Fomapan 200 'Creative'
This film, acording to Foma is an advanced negative film using 'T' grain technology similar to that of Kodak T-Max and Ilford Delta emulsions. It is a full stop faster than the 'Classic' Fomapan tested here
The above image was taken in very bright sunlight at around mid-day metering for the shadow area and closing down 2 stops. The negative shows good shadow detail and highlight separation with fractionally more contrast than the Fomapan 100 Classic when processed at the recomended times. I think this film would be excellent in winter or in dull flat light.

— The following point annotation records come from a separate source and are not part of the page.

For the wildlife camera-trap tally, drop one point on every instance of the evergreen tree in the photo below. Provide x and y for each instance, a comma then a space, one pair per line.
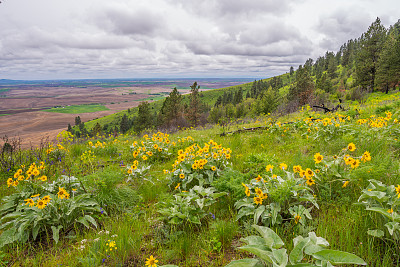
145, 118
268, 101
324, 83
171, 109
388, 66
332, 67
124, 124
194, 109
291, 71
303, 88
371, 45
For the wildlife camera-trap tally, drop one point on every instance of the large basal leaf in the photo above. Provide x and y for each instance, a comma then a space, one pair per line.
297, 253
258, 212
280, 257
56, 232
245, 263
338, 257
272, 240
8, 237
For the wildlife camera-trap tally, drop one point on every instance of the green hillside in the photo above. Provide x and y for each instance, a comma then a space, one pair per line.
254, 175
138, 200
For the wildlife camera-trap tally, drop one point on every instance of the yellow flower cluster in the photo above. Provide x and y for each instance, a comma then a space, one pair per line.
200, 156
111, 245
155, 145
377, 122
33, 171
307, 174
259, 194
98, 144
62, 193
41, 203
88, 156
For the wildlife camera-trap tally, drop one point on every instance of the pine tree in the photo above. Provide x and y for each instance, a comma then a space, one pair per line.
171, 109
193, 112
145, 118
371, 45
124, 124
303, 88
388, 66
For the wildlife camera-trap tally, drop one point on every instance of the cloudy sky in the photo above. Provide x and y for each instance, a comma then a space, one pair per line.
55, 39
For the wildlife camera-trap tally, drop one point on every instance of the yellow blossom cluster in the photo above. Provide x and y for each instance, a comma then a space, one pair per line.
377, 122
33, 171
200, 156
41, 203
98, 144
88, 156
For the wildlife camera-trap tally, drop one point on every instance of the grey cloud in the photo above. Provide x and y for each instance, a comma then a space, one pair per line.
126, 21
342, 25
218, 8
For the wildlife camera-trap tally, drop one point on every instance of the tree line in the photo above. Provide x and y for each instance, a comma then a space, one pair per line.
367, 64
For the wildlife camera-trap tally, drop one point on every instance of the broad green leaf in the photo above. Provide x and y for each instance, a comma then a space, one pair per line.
56, 232
259, 252
35, 231
245, 263
91, 219
83, 221
8, 237
297, 253
376, 233
275, 209
271, 238
310, 249
338, 257
258, 212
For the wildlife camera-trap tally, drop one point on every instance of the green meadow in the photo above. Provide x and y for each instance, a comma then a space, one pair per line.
76, 109
134, 199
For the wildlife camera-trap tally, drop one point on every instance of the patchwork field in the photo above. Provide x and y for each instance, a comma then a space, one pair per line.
24, 104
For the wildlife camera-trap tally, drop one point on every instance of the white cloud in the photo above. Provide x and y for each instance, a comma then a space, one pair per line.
123, 38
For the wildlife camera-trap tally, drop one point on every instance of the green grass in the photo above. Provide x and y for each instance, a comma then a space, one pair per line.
76, 109
140, 231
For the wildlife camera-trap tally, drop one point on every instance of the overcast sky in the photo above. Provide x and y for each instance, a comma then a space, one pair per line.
54, 39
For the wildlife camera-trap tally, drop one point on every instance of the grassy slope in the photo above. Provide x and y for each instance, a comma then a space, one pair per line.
76, 109
208, 97
141, 234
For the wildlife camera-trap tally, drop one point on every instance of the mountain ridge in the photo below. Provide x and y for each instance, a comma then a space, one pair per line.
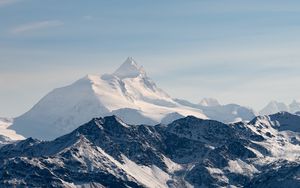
187, 152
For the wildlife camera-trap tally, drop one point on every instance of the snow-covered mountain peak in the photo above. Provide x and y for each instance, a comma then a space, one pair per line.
209, 102
129, 69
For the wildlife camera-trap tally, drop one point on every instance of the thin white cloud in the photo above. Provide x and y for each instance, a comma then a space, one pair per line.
36, 26
7, 2
88, 17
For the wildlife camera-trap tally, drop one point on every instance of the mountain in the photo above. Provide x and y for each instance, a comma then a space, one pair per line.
189, 152
224, 113
274, 107
209, 102
128, 93
7, 135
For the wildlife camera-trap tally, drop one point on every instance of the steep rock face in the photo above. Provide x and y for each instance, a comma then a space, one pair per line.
187, 152
275, 107
225, 113
8, 135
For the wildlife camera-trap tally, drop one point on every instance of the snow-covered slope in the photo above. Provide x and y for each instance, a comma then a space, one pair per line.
7, 135
224, 113
209, 102
128, 92
188, 152
274, 107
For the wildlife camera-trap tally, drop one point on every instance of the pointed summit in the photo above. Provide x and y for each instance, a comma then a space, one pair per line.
129, 69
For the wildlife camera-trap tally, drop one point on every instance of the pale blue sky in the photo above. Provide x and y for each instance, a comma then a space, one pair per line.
246, 52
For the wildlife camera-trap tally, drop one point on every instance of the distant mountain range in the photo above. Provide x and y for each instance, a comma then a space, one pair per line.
190, 152
128, 93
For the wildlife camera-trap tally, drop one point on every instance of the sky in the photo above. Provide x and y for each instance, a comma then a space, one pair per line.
245, 52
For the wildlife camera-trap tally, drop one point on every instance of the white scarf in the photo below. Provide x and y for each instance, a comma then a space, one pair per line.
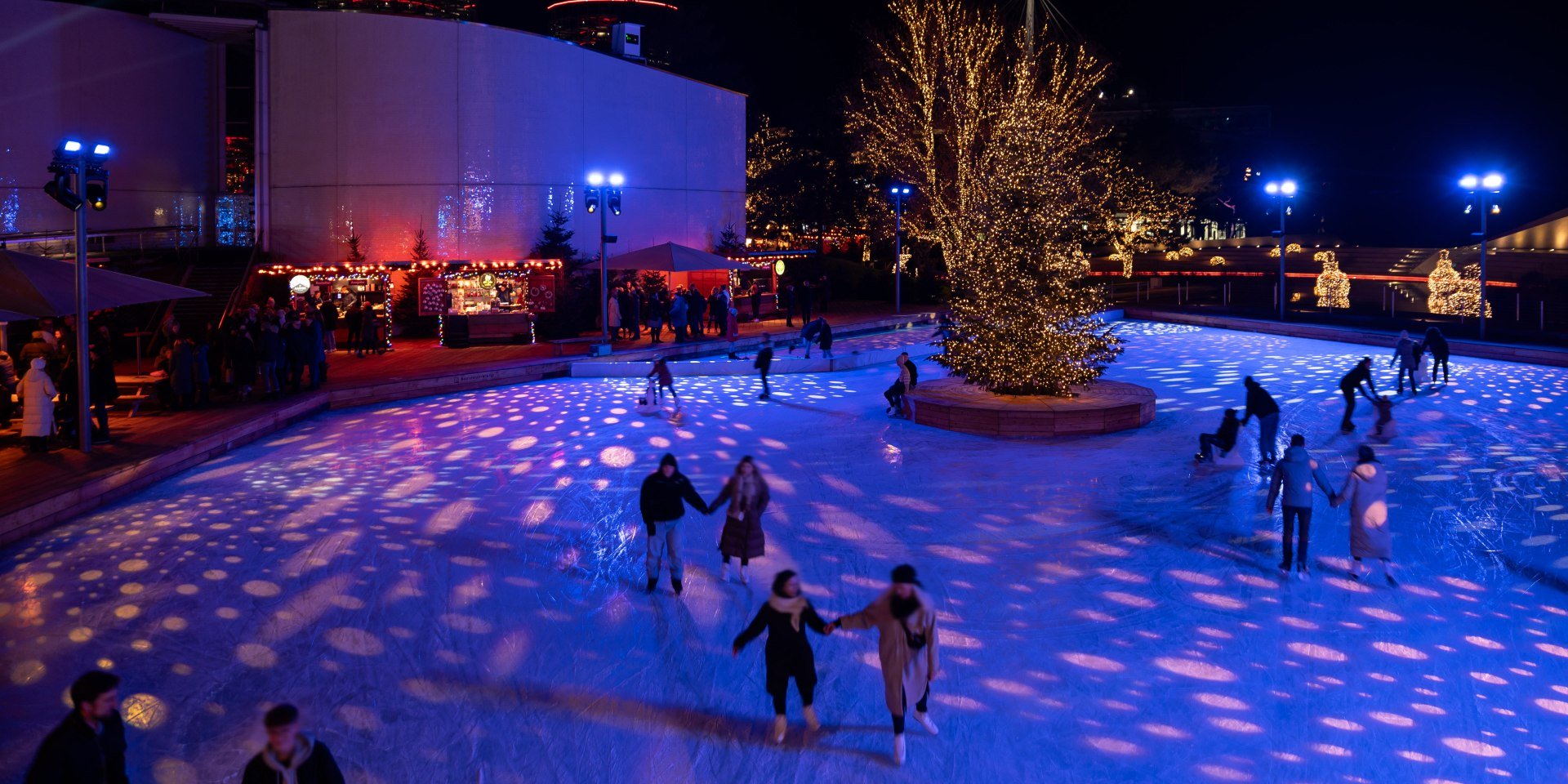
791, 608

I found that Foma 200 was pretty much 'box speed' at the first testing, although recently I have been downrating it to EI 160 which in my seems to give slightly better images. I processed the film in Agfa Rodinal at 1:50 for 8 mins with 2 inversions per min.
And the 100% crop
Looking at the crops I would say that the grain of this film is very fine certainly similar to FP4 which is around a stop slower, accutance is also pretty good if this is a T grain type film
The light and shade in the following shot show how well the film handles a scene with wide range, there is detail present in both the shadow and highlight on the print
The following shot of a door was taken in shadow, and on my monitor looks to have a lovely rich tone
I like the 'Creative 200' its a full stop faster than the Fomapan Classic and is a higher contrast emulsion with similar grain, possibly slightly more compressed tonanally than the Classic.

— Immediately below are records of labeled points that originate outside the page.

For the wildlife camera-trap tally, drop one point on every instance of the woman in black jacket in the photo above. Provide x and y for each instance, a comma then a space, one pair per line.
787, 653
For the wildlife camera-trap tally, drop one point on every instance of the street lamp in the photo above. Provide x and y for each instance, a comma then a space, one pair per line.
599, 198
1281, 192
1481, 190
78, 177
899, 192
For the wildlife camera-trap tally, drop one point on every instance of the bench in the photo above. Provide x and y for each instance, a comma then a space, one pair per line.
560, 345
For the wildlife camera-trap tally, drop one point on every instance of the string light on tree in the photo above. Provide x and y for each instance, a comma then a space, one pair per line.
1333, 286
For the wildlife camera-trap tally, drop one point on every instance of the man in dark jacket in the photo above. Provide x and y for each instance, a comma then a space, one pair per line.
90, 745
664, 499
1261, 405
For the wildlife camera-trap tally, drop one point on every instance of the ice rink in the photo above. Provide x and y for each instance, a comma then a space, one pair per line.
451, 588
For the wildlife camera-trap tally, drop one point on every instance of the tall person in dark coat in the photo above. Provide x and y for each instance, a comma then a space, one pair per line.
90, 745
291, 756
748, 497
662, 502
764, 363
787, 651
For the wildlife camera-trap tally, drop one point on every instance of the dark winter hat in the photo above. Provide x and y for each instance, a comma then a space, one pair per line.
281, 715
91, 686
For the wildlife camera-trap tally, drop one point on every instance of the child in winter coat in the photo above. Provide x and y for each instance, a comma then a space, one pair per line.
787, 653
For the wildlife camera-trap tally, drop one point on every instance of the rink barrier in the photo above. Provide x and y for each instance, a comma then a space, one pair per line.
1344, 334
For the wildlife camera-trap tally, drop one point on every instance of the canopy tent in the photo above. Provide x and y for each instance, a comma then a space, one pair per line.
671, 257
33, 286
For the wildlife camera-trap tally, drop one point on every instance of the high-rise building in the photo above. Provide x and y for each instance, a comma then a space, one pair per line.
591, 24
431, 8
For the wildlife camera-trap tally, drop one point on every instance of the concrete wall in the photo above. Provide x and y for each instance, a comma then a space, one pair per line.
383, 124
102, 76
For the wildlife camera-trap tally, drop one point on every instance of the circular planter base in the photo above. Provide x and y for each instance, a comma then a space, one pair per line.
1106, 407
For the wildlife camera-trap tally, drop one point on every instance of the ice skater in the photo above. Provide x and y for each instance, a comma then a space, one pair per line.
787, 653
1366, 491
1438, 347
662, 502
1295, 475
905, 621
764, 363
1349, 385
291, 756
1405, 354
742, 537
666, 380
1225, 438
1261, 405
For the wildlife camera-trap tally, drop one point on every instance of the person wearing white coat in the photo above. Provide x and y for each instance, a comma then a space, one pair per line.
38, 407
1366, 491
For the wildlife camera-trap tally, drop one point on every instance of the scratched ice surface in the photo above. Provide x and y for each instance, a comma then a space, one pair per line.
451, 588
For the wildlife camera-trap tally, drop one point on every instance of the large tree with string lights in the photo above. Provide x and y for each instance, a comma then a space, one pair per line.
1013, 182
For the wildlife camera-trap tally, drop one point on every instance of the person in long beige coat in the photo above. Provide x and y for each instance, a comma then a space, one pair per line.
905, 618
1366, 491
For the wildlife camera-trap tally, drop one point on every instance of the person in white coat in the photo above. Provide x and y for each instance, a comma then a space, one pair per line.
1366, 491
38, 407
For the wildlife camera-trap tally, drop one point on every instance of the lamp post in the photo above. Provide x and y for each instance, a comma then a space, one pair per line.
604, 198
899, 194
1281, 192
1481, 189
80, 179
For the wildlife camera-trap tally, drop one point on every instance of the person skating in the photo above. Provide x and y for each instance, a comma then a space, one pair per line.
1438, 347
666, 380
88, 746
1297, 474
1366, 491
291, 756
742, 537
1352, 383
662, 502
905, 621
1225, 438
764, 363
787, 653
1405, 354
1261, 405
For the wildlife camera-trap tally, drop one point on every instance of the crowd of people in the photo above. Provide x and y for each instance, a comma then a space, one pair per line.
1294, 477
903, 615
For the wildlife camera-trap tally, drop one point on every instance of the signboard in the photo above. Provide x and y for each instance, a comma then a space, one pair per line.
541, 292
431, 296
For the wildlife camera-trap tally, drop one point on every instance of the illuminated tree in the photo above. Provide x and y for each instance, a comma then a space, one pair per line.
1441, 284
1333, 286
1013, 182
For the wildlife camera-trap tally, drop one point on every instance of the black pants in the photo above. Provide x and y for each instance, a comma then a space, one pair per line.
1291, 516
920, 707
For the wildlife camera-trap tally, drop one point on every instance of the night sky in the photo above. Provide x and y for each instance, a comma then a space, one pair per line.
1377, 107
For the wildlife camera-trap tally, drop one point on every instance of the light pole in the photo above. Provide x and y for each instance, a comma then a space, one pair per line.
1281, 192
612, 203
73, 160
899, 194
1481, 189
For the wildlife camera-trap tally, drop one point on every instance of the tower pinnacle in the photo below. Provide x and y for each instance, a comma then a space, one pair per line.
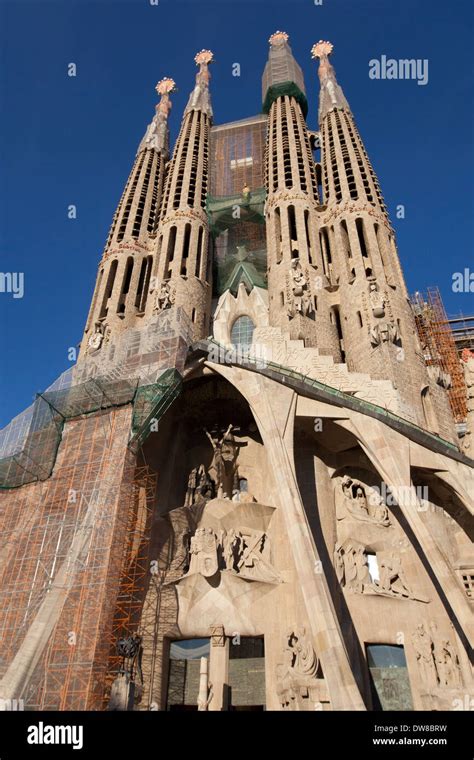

One thing I'd like to add, I'm not sure about the manufacterers claims that this is a T grain film, it behaves more like conventional emulsions (which is good) but doesn't quite have the smooth fine grain structure of say T-Max 100.
Makes me wonder is this film a T emulsion mixed with cubic grains? or is the grain less tabular than the Kodak?

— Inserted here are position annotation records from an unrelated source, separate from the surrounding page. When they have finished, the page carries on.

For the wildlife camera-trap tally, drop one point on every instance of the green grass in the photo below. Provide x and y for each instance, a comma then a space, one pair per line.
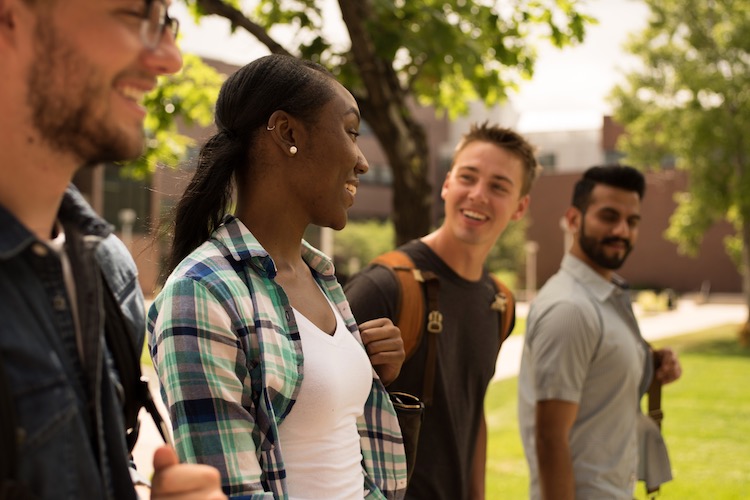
706, 426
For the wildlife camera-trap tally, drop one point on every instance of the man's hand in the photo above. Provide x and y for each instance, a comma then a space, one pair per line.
669, 366
385, 347
175, 481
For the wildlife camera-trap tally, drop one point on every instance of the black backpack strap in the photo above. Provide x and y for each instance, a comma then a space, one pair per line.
127, 361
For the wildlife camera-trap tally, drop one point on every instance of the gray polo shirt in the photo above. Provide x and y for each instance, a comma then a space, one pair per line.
583, 345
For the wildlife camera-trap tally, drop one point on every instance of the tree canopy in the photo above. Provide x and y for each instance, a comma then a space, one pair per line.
394, 54
689, 103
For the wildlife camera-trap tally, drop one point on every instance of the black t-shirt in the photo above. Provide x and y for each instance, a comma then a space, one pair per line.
467, 353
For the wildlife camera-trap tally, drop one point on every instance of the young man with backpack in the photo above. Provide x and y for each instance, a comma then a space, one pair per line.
466, 313
74, 73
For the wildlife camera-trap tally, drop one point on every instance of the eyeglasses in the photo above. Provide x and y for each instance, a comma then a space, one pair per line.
155, 22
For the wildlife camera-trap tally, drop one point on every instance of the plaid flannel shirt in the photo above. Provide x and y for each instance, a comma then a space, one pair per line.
229, 358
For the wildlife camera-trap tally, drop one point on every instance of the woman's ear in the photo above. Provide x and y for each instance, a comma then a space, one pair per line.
285, 131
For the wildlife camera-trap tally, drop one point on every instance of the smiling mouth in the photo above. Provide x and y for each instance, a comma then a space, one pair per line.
133, 94
474, 215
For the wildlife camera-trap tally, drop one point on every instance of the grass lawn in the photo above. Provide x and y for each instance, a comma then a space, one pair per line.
706, 426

Foma had problems with this emulsion with some users experiencing pin hole emulsion defects. Their response was to stop production and my sources tell me the emulsion and the machinery has been changed in an effort to cure the problem.
Recently the film was re-introduced, and seems to be on a different base, and the actual sensitivity seems slightly lower. The film was out of production for several years, any film in stock currently will certainly be from the new improved emulsion.
On a separate note the make up of the film is certainly a combination of traditional cubic grains (slow record layer) with an over layer of tabular type grains (faster record) which seem to be similar to the Ilford and Fuji Epitaxial type.